Posts Tagged Cimperman

Sam Miller is the Funniest Man in Town

January 21, 2010… My best laugh on a trip out West for warm air came when I read online Sam Miller’s tribute to himself as part of Cleveland Magazine’s take on Cleveland’s most powerful people.

Sam’s powerfully funny. He may have lost a few steps at 88 years old but he’s still got the great one-liners. Possibly to some he’s even believable.

The man’s a genius of humbuggery. A combination of 2 percent Will Rogers and 98 percent P. T. Barnum. Maybe a touch of Henny Youngman. (The doctor says, “You’ll live to be 60!” “I AM 60! “See, what did I tell you.”)

What I can’t understand is why Cleveland Magazine doesn’t do the top charlatans in town.
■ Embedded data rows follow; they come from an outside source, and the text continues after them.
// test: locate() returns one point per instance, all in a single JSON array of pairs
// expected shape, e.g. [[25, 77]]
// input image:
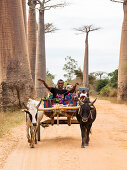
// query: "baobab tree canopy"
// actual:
[[86, 29], [16, 81]]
It would be much more interesting. Maybe it did. You just change use your imagination and switch. From Power to Faker.

“I hate journalists,” says Miller. Are you kidding? What journalist ever gave Sam some treatment other than deferential? He loves them as much as he loves politicians. Why not? So serviceable.

“Power is the ability to do good or evil. Once you depart from the path of goodness, you are now using your power for evil. You’re pulling God’s beard when you don’t have to,” he said.

Sam’s been one of the most evil men I’ve known in Cleveland. He’s done so much damage to Cleveland you couldn’t even hope to record it all. His fights with Dick Jacobs were a double dose of greed. The town didn’t matter to either of them as they grabbed whatever they could.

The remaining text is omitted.